И бомбы летят вперед вниз. «Ил», обгоняя их, длинно проносится над шлюпочной палубой танкера; стрелок, привскочив в ремнях и что-то горланя в реве и грохоте, поливает из УБТ палубу летящего боком, наискось назад сторожевика, всю расцвеченную пляшущими вспышками зенитного огня. Удар колоссального взрыва нагоняет и с утробным густым рыком швыряет вверх многотонный штурмовик; в небеса взлетает, лопаясь, огромный черный гриб, багрово шевелящийся и булькающий внутри жутью; и Кузьменко враз проседает, обмякает в ремнях, проваливаясь будто в обморок:

— Все-все-все… Уходи-и-им… — Голова заваливается на грудь, взгляд мутно-слепой, мертвое лицо — кровавая маска.

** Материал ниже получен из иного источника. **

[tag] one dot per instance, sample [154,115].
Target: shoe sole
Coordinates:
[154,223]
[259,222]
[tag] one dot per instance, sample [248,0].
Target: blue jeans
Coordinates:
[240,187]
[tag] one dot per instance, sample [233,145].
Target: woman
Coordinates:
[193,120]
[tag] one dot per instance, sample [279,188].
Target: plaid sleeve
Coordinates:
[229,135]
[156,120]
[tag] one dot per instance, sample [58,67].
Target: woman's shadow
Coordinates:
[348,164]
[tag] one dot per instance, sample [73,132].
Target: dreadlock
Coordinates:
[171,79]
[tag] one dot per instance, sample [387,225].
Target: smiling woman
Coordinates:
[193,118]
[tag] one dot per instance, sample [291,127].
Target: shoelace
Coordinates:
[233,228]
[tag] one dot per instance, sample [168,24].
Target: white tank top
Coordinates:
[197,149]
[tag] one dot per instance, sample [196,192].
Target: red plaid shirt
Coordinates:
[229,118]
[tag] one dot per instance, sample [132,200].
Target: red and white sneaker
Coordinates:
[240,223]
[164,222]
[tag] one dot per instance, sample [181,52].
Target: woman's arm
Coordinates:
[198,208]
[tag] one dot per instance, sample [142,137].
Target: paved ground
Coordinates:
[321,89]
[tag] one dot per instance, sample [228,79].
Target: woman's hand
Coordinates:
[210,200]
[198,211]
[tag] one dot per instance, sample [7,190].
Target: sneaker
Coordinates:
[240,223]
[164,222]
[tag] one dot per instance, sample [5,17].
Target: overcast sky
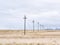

А избитый штурмовик резко снижается — ныряет к самой воде, уходя от обстрела, прижимается израненным брюхом к мчащейся темно-серой воде так плотно, что за ним вмиг взвихрился тончайший крутящийся пылевой шлейф поднятых винтом брызг — прочь, прочь от разгромленного каравана! От бездонной мрачной могилы сотоварищей; от гнусно карабкающихся в небо огромных столбов жирного грязного дыма, от булькающих мутных облаков пара, ржавчины разорванных «животов» агонизирующих кораблей, смертного отчаяния тонущих в ледяной воде сотен людей — крохотных бессильных человечков, безнадежно барахтающихся на раскачивающейся поверхности бездны; от тихого клокотания пламени, неспешно разливающегося меж катящихся бугров и всплесков серой и черной воды; от рассыпавшегося на отдельные стычки сразу закончившегося воздушного боя.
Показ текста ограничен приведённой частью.